Presenters

Source

Beyond Tool Calls: Unleashing the Power of Code Generation with AI 🚀

Hey tech enthusiasts! Ever felt the frustration of AI struggling with complex tasks, especially when dealing with a multitude of services and tools? Sunil Pai, from Cloudflare and creator of PartyKit, dives deep into a revolutionary approach that’s changing the game: code generation. Forget the clunky JSON back-and-forth; Sunil introduces us to a world where AI writes code to get things done, unlocking unprecedented efficiency and flexibility.

The Tool-Calling Conundrum: Why JSON Isn’t Always the Answer 🤯

When you’re just starting with AI agents and a few tools, the traditional method of using JSON for tool calls works fine. However, as you scale up and integrate services like Google, Jira, and wikis, stuffing hundreds of tools into the context becomes a bottleneck. The composition gets messy, and the constant back-and-forth with the model slows everything down.

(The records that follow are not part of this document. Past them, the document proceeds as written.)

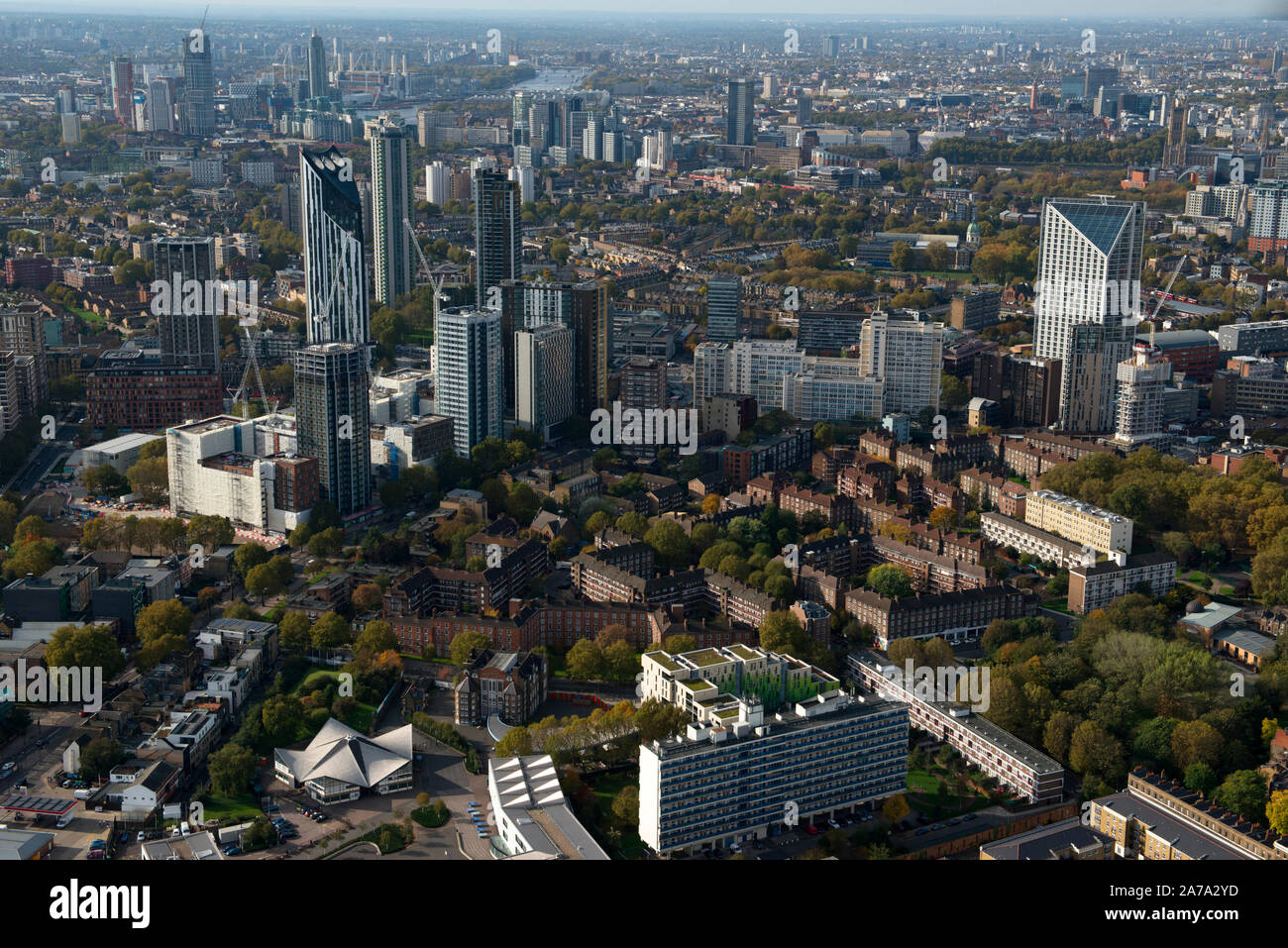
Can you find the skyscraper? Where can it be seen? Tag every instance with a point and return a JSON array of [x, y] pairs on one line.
[[123, 90], [187, 338], [317, 67], [742, 107], [390, 185], [197, 110], [469, 386], [161, 104], [1138, 410], [497, 232], [583, 308], [331, 420], [544, 376], [907, 356], [1089, 272], [724, 309], [335, 273]]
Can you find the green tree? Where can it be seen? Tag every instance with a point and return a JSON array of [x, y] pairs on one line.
[[889, 581], [232, 768], [162, 617], [463, 643], [585, 661]]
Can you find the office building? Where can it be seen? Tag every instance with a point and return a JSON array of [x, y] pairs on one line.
[[583, 307], [1267, 230], [497, 232], [1089, 262], [335, 272], [1138, 410], [390, 202], [741, 110], [469, 376], [544, 386], [532, 817], [317, 68], [724, 309], [197, 107], [331, 384], [1094, 586], [774, 742], [214, 469], [1159, 818], [906, 352], [123, 90], [1022, 769], [187, 338], [1077, 520], [1026, 390]]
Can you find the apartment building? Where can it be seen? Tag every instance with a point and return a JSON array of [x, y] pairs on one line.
[[957, 617], [774, 743], [1095, 586], [1083, 523], [996, 751], [1158, 818], [1004, 531]]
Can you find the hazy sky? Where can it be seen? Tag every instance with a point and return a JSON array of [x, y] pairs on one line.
[[429, 9]]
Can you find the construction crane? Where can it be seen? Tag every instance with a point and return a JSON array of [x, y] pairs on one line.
[[434, 277]]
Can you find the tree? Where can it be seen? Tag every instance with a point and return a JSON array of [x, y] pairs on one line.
[[232, 768], [894, 809], [781, 631], [1201, 779], [210, 531], [669, 541], [282, 715], [162, 617], [369, 596], [330, 631], [943, 518], [619, 661], [1276, 811], [84, 647], [295, 631], [585, 661], [248, 557], [1196, 742], [1243, 792], [889, 581], [150, 478], [626, 805], [375, 638], [99, 756], [464, 643], [263, 581]]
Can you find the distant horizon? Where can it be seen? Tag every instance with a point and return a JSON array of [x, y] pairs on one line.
[[951, 11]]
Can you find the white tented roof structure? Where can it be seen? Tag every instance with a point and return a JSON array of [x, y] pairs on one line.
[[340, 753]]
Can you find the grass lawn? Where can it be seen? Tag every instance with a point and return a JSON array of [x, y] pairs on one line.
[[606, 788], [93, 318], [231, 809], [361, 717]]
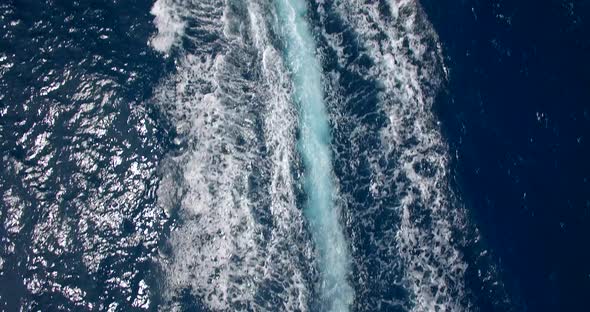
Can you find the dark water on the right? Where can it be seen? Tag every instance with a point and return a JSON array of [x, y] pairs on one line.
[[517, 116]]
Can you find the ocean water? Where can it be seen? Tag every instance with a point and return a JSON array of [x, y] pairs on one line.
[[294, 155]]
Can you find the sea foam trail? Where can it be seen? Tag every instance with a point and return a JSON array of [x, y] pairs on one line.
[[314, 146], [240, 242], [415, 245]]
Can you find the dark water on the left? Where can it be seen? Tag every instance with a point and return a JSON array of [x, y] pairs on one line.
[[152, 155], [79, 150]]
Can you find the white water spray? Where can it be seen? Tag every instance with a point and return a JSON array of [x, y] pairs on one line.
[[314, 146]]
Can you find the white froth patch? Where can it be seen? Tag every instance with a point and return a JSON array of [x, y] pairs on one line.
[[220, 251], [432, 263], [169, 24]]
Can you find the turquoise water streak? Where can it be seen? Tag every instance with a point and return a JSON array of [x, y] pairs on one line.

Sunil highlights a critical problem: tool calling gets weird at scale. Imagine needing to interact with a vast API surface, like Cloudflare’s with its 2,600 endpoints. Exposing a tool for each would result in an astronomical token count (around 1.2 million tokens for the first call!), making it practically impossible.

The Code Mode Revolution: AI as a Coder 💻✨

The solution? Instead of relying on JSON, Sunil’s team asked the model to generate code, typically JavaScript, that could then be executed in a controlled environment. This “code mode” brings several game-changing benefits:

  • Typed APIs & Syntax Checking: Code inherently offers typed APIs, allowing for robust type checking and catching syntax errors early.
  • Leveraging Training Data: AI models are trained on massive datasets, including vast amounts of code. This means they can effectively leverage this knowledge to write functional code.
  • One-Shot Execution: Instead of multiple round trips, code execution allows for complex operations to be completed in a single run.
  • Fundamental Coding Capabilities: Code enables essential programming constructs like looping, state management, sequencing, and parallelization – capabilities that are natural for engineers but challenging for traditional tool-calling AI.

A Real-World Example: Taming the Cloudflare API 🌐🛠️

Sunil shares a compelling example from his work at Cloudflare. To manage the massive API surface, his colleague Matt Carey devised a brilliant strategy: expose only two tool calls – search and execute.

  • The search endpoint takes the entire OpenAPI JSON spec as input.
  • The execute endpoint then allows calling functions against the discovered API endpoints.

This ingenious approach drastically reduced the initial token count from 1.2 million to a mere 1,000 – a staggering 99.9% reduction! This makes interacting with complex APIs incredibly fast.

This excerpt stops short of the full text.